In his Reply, Plaintiff contends he need not show “justifiable excuse” for failing to serve. (Doc. 66.) Rather, Plaintiff argues, “good cause” must be shown, he has shown that good cause. (Id.) In support, Plaintiff cites Farm Bureau Prop. & Cas. Ins. Co. v. Hewlett-Packard Co., 2015 WL 2345655 (D. Ariz. May 15, 2015). That case, though, is inapposite. In Farm Bureau, Judge Campbell analyzed a motion to dismiss under Rule 12(b)(5) in a removal case. The court observed that “a federal court applies state law when the service occurred before removal, but was defective for reasons such as being past a state-law deadline.” Id. at *1 (internal citations omitted). By contrast, the case at bar is not a removal case. Plaintiff brought this federal civil rights action in federal court. Therefore, the Court does not apply Arizona state law when determining the sufficiency of service of process. See id.
C. Applicable Law
In this action, which was brought under a federal statute, the Court applies Rule 4 of the Federal Rules of Civil Procedure. Rule 4(m) governs the time limit for service of a complaint. That Rule provides:
If a defendant is not served within 90 days after the complaint is filed, the court-on motion or on its own after notice to the plaintiff-must dismiss the action without prejudice against that defendant or order that service be made within a specified time. But if the plaintiff shows good cause for the failure, the court must extend the time for service for an appropriate period.
Thus, the question before the Court is whether Plaintiff has shown good cause for the failure to timely serve Officer Gomez. If good cause is shown, time must be extended. Id.
As opposed to the case law cited by Plaintiff, the Court considers binding federal precedent when deciding whether “good cause” exists under Rule 4(m). In the Ninth Circuit, “[a]t a minimum, good cause means excusable neglect.” In re Sheehan, 253 F.3d 507, 512 (9th Cir. 2001) (brackets in original) (internal quotation marks and citations omitted). Negligence by counsel and ignorance of the Rules is not good cause. See Townsel v. Contra Costa Cnty., Cal., 820 F.2d 319, 320-21 (9th Cir. 1987).
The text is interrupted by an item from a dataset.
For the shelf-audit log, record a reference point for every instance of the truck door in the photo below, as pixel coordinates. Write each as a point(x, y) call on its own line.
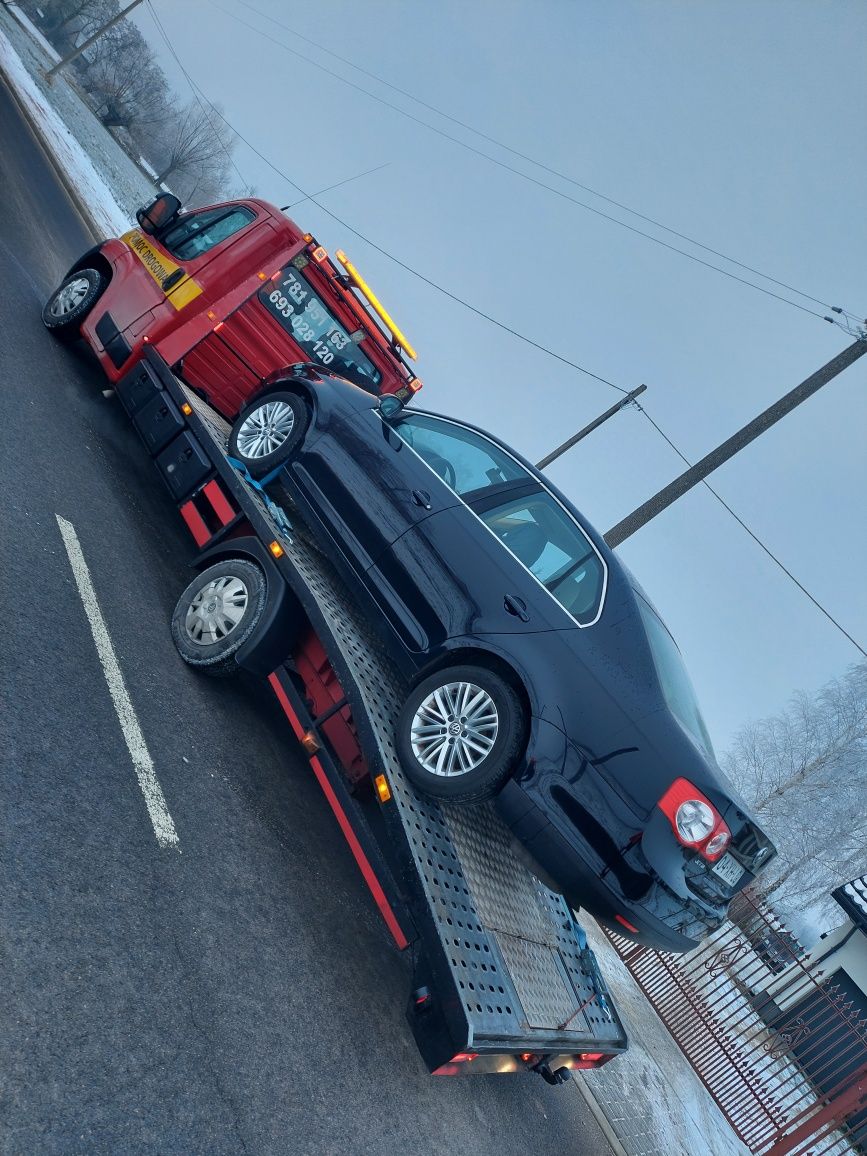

When determining whether a plaintiff has shown good cause, the Court has broad discretion, and there is no specific test to apply. In re Sheehan, 253 F.3d at 513. However, the Court can consider whether a plaintiff has shown: “(a) the party to be served received actual notice of the lawsuit; (b) the defendant would suffer no prejudice; and (c) plaintiff would be severely prejudiced if his complaint were dismissed.” Id. at 512 (quoting Boudette v. Barnette, 923 F.2d 754, 756 (9th Cir. 1991)).
D. Analysis
In support of his Motion, Plaintiff asserts that he has “been diligently trying to serve Officer Gomez by hiring a process server who performed a skip trace, filing two motion and awaiting the Court rulings. Gomez's common name made it impossible for Plaintiff to locate him.” (Doc. 66 at 2.) Plaintiff goes on to state he “immediately accomplished service” by publication after receiving the Court's second ruling. (Id.)
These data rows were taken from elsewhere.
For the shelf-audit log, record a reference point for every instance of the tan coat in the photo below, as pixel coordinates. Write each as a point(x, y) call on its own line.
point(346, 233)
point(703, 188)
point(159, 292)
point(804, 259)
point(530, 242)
Therefore, Plaintiff indicates that he continued his efforts to serve by publication after receiving the Court's second Order regarding the publication issue. Plaintiff's position is somewhat baffling to the Court, given that the Court's second Order denied publication for a second time and went so far as to suggest what steps Plaintiff could take to cure the defect. (Doc. 62 at 2.) The Court has been provided with no indication whatsoever that Plaintiff made any effort to cure (much less acknowledge) the defect identified by the Court in its most recent Order. Instead, Plaintiff has filed the instant Motion, which essentially says Plaintiff continued on his previous course despite the Court denying publication on two occasions and seeks more time to complete that course.
The Court acknowledges, as it did in its last Order, that prior court approval for service by publication is not required under the applicable Rules. (Doc. 62 at 2.) However, in the instant Motion, Plaintiff is seeking enlargement of time for a method of service that Plaintiff has failed to provide support for, as explained by this Court on multiple occasions. Indeed, there is nothing in the instant Motion that leads the Court to conclude service by publication is now proper under the Rules. Therefore, the Court is not inclined to grant an extension of time for a method of service it has repeatedly found is not proper. The Court's reference to due process in its last Order was not mere lip service. Defendant Gomez has a due process right, and service by publication is a last resort. There is no basis to find service by publication is appropriate, and therefore an enlargement of time to serve by publication is unwarranted.
Moreover, the Court does not find Plaintiff has met the threshold set by Ninth Circuit case law for “good cause” under Rule 4(m). See In re Sheehan, 253 F.3d at 51213. Plaintiff's conduct following the Court's entry of its orders does not even amount to excusable neglect, and Plaintiff has not shown any of the factors identified by the Ninth Circuit, e.g., the Court has no evidence Officer Gomez received actual notice of this action. See id. Accordingly, the Court is inclined to deny Plaintiff's Motion. However, the Court recognizes that denying the Motion could equate to a case dispositive action as to Defendant Gomez. Only a District Judge may enter such an order without full consent of the parties. See 28 U.S.C. § 636(b)(1)(A). Therefore, the Court will recommend to the District Judge that the instant Motion be denied for the reasons described above. Fed.R.Civ.P. 72(b).
CONCLUSION
For the foregoing reasons, the Court finds Plaintiff has failed to demonstrate good cause for relief under the controlling case law. Accordingly, the Court will recommend that the Motion to Extend Time for Service of the Third Amended Complaint on Officer Gomez (Doc. 63) be denied, which may result in Defendant Officer Gomez being dismissed from this action for failure to serve.
IT IS RECOMMENDED that Plaintiff's Motion to Extend Time for Service of the Third Amended Complaint on Officer Gomez (Doc. 63) be DENIED. Such an order may result in Defendant Gomez being dismissed from this action without prejudice under Rule 4(m) of the Federal Rules of Civil Procedure.
This recommendation is not an order that is immediately appealable to the Ninth Circuit Court of Appeals. Any notice of appeal pursuant to Rule 4(a)(1), Federal Rules of Appellate Procedure, should not be filed until entry of the District Court's judgment. The parties shall have 14 days from the date of service of a copy of this recommendation within which to file specific written objections with the Court. See 28 U.S.C. § 636(b)(1); Fed.R.Civ.P. 6(a), 6(b) and 72. Thereafter, the parties have 14 days within which to file a response to the objections.
Failure to timely file objections to the Magistrate Judge's Report and Recommendation may result in the acceptance of the Report and Recommendation by the District Court without further review. See United States v. Reyna-Tapia, 328 F.3d 1114, 1121 (9th Cir. 2003). Failure to timely file objections to any factual determinations of the Magistrate Judge will be considered a waiver of a party's right to appellate review of the findings of fact in an order of judgment entered pursuant to the Magistrate Judge's recommendation. See Fed.R.Civ.P. 72.